Определенному пониманию духа некой эпохи может способствовать и знакомство с литературой, созданной в последующие периоды, если ее создатели достаточно хорошо знакомы с историческим материалом, хотя, конечно, нельзя забывать о несовершенстве даже лучших произведений в этом жанре, когда сложность адекватной реконструкции накладывается на подверженность автора тем или иным пристрастиям. И тем не менее, например, Лев Николаевич Толстой в своем многотомном произведении «Война и мир» демонстрирует блестящую осведомленность по поводу истории России эпохи Наполеоновских войн, довольно точно передавая как фактологическую сторону, так и интеллектуальную обстановку той эпохи. Известно, что создание «Войны и мира» началось с интереса Толстого к декабристскому движению, которое он смог осмыслить только на фоне более ранних исторических событий и реакции на них общества. Можно вспомнить и другого представителя рода Толстых – Алексея Константиновича, создателя «Драматической трилогии», посвященной Ивану IV Грозному, Федору Иоанновичу и Борису Годунову, а также романа «Князь Серебряный» про эпоху опричного террора и «Песни о походе Владимира на Корсунь», рассказывающей о крещении Руси.

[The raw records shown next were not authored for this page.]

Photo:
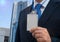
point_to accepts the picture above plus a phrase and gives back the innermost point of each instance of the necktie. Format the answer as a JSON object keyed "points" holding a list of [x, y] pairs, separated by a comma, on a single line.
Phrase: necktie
{"points": [[38, 10]]}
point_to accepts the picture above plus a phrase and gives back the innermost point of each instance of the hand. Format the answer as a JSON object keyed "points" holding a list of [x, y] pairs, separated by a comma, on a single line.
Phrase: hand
{"points": [[40, 34]]}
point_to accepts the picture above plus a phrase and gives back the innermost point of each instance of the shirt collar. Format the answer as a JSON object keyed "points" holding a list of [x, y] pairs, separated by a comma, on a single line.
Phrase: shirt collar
{"points": [[44, 3]]}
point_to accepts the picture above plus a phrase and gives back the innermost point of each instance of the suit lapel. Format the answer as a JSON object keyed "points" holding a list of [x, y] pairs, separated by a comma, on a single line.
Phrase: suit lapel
{"points": [[47, 13]]}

К сожалению, не во всех современных произведениях этот баланс соблюден так же удачно, можно вспомнить недавний спорный фильм «Викинг». В качестве иностранного примера столь же глубокой работы с историческим материалом можно привести «Проклятых королей» Мориса Дрюона, посвященных правлению последних Капетингов и первых Валуа во Франции первой половины XIV века.
О современном писателю историческом контексте обычно говорят при изучении биографии автора на уроках литературы, но разбора событий, на фоне которых происходит действие его произведений, нередко не производится, хотя это следовало бы делать или стимулировать учащихся искать соответствующую информацию самостоятельно. Желательно было бы и на уроках истории рекомендовать учащимся для самостоятельного чтения не только научно-популярную, но и художественную литературу, связанную с изучаемой эпохой, или созданную в тот период, или хотя бы посвященную ему.